Sans doute, l’adoption hier soir par la plénière de la Chambre des représentants du projet de loi-cadre n°51-17 sur l’enseignement est une victoire personnelle pour l’ancien ministre de l’Education, Rachid Belmokhtar.
C’est en effet lui qui avait décidé, le 10 octobre 2015 dans une circulaire adressée aux directeurs des académies régionales, le rétablissement de l’enseignement des matières scientifiques en langue française.

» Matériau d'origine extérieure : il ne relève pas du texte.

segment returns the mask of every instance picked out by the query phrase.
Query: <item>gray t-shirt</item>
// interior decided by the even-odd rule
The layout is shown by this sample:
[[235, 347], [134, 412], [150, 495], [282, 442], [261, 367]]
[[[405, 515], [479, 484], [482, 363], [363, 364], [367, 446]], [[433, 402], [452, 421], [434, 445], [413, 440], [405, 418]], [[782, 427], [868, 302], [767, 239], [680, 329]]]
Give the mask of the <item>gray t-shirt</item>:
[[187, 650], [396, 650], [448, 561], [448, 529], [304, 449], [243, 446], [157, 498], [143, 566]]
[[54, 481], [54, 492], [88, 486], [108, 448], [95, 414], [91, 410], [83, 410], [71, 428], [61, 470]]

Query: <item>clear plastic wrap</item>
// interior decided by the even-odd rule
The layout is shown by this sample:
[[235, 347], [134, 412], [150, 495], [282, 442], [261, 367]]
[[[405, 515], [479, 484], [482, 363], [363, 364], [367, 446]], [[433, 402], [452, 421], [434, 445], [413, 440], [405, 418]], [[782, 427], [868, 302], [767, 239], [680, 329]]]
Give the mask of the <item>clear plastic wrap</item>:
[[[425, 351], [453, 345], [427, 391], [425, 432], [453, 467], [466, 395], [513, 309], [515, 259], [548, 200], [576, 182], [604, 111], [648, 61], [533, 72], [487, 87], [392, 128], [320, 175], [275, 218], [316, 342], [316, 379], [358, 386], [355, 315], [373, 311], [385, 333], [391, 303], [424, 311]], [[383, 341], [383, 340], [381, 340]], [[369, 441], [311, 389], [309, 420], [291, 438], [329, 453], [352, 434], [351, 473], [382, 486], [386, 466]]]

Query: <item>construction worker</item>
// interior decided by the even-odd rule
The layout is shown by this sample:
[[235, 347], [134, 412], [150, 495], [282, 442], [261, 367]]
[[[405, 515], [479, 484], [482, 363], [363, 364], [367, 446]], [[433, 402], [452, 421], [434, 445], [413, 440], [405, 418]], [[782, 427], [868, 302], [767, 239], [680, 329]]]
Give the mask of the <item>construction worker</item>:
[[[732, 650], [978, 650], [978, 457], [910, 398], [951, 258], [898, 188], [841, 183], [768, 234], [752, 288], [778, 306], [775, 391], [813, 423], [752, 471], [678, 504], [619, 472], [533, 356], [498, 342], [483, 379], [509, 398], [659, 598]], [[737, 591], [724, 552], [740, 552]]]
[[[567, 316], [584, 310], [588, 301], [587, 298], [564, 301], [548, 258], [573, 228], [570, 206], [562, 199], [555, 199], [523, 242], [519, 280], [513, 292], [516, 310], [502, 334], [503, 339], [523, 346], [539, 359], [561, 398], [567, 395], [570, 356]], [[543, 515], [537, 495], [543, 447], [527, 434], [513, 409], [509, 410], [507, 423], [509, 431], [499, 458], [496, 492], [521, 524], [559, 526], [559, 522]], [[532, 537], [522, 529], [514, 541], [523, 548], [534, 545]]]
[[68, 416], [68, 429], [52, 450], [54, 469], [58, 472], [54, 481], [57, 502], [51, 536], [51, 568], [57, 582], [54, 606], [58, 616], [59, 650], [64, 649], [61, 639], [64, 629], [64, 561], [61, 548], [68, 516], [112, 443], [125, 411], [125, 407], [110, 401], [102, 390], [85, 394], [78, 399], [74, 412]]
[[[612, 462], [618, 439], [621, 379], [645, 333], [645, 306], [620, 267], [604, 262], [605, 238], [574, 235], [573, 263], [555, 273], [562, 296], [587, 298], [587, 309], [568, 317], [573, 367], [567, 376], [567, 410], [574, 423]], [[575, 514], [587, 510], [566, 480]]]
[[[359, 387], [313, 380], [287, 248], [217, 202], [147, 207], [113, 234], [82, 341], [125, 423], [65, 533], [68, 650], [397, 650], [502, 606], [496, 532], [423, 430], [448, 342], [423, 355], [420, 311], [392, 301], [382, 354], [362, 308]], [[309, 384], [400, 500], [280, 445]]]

Une mesure qui lui avait valu d’être tancé publiquement par Abdelilah Benkirane, alors chef du gouvernement, lors de son passage le 2 décembre de la même année à la Chambre des conseillers.
Sur un ton très direct voire offensant, l’ex-leader du PJD avait enjoint au technocrate de s’éloigner des «dossiers sensibles qui risquent de mettre le feu dans le pays» et de se consacrer plutôt à «l’organisation et à la gestion quotidienne» de l’enseignement au Maroc.
Au fil des années, l’arabisation est restée tenace
Deux mois après ce grave incident, le premier du genre opposant deux membres du même gouvernement et transmis en direct par une chaîne TV, le conseil des ministres du 6 février 2016, présidé par le roi Mohammed VI à Laâyoune, avait donné raison à Rachid Belmokhtar, en adoptant sa vision 2015-2030. Un plan de sauvetage de l’école marocaine qui ambitionne de tourner la page à trois décennies d’arabisation.
Et bien avant Rachid Belmokhtar, un ancien ministre de l’Education avait été dans le collimateur des défenseurs de la langue arabe. En 1966, Mohamed Benhima avait décidé, au grand dam du parti de l’Istiqlal, le retour de l’enseignement des disciplines scientifiques en langue française. Il avait constaté l’échec de l’arabisation mise en place à l’improviste quelques mois seulement après l’indépendance du royaume.
«La politique du ministre M. Benhima est de nature à saper les fondements de notre personnalité ainsi que l’unité du pays en détruisant la langue maternelle, son unité culturelle, qui est basée sur la langue nationale, la langue du Coran», s’indignait le parti d’Allal El Fassi. Un argument toujours d’actualité que brandissent désormais le PJD et ses partisans alors que son véritable promoteur a opéré un repli tactique sur ce sujet.
Malgré ce revers, l’arabisation est restée tenace. Elle est revenue au début des années 80 dans un contexte marqué par l’apparition des premiers signes d’essoufflement de la gauche, et l’arrivée sur l’échiquier politique d’un nouveau joueur : le Mouvement du renouveau et de réforme, présidé par Abdelilah Benkirane.
Malgré le vote du projet de loi-cadre lundi soir, le retour de l’arabisation est une perspective envisageable.